ISLAMABAD (Reuters) - Pakistan and the United States have agreed to resume joint intelligence operations against Islamist militants, the Pakistani foreign ministry said on Friday, in a first step toward rebuilding trust between the two countries.
The announcement came a week after U.S. Secretary of State Hillary Clinton pressed Pakistan’s civilian and military leaders to take decisive steps against militant groups operating in the country after the discovery of Osama bin Laden in a garrison town.
“There will be joint operations. These could be intelligence sharing,” Foreign Ministry spokeswoman Tehmina Janjua told Reuters.
Asked whether Pakistan would allow U.S. troops to conduct operations along with their Pakistani counterparts, she said she would not go into details.

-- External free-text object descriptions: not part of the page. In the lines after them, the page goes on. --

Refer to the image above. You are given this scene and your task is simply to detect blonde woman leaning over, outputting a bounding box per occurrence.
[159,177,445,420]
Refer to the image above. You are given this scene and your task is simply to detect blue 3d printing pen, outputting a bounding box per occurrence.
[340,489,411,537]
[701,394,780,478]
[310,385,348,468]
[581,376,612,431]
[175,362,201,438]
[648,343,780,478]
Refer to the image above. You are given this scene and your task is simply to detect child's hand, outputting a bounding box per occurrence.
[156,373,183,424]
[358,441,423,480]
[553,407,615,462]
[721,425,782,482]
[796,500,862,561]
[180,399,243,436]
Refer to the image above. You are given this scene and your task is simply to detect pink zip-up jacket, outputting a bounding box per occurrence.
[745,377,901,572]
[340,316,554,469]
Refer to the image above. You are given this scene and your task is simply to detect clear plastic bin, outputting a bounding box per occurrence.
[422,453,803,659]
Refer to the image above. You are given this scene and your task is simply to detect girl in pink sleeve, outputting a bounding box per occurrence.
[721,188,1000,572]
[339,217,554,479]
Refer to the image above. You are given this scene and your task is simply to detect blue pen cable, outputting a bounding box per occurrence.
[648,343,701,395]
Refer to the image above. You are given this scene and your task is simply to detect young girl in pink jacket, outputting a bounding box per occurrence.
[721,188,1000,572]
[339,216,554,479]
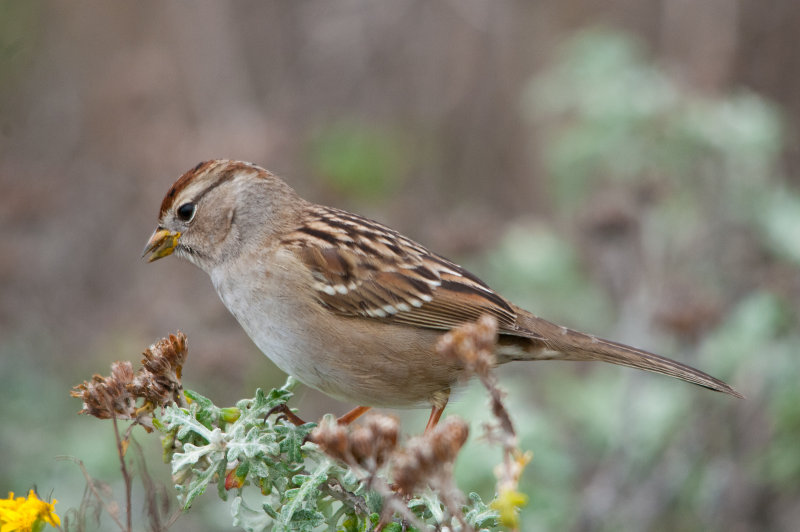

However, she added: “Obviously the question of sovereignty is supreme to us and everything will be done through consultations.”
A U.S. official traveling with Clinton during her visit to Islamabad last week suggested at the time there could be special operations to attack militants in Pakistan, seen as a threat to not just foreign forces in Afghanistan, but also Western interests elsewhere.
Bin Laden’s discovery and killing by American special forces in a garrison town just 50 km (30 miles) from the capital Islamabad on May 2 raised fresh doubts about Pakistan’s reliability as a U.S. partner against militancy.
Joint intelligence operations between Pakistan and the United States since 2001 have led to the arrest of several key al Qaeda and Taliban figures in Pakistan.
However, such operations had been frozen since January following the arrest of CIA contractor Raymond Davis for shooting to death two Pakistanis. Davis was finally released after the paying of monetary compensation to the heirs of slain people under an Islamic law prevalent in Pakistan.
A Pakistan analyst said resumption of joint operations was a “step in the right direction” but both uneasy allies need to do a lot more to mitigate their mistrust.
“It shows they are trying to restore their confidence in each other and trying to get the best possible results through a joint approach rather then pursuing individual approaches,” said Talat Masood, a security analyst and a retired general.
“(But) mistrust won’t go away right away. ... We have to wait and see how this is implemented.”
Washington sees Islamabad as a critical ally in its efforts to stabilize war-ravaged Afghanistan but their relations have always been shrouded in mistrust and suspicions.
In a sign of continuing difficulties in ties, Pakistan has asked the United States to halve the presence of military trainers, numbering around 130, stationed in the country.
U.S. Joint Chiefs of Staff Admiral Mike Mullen told reporters in Washington on Thursday that there would be a significant cutback in the number of U.S. trainers, but it was “not going to zero.”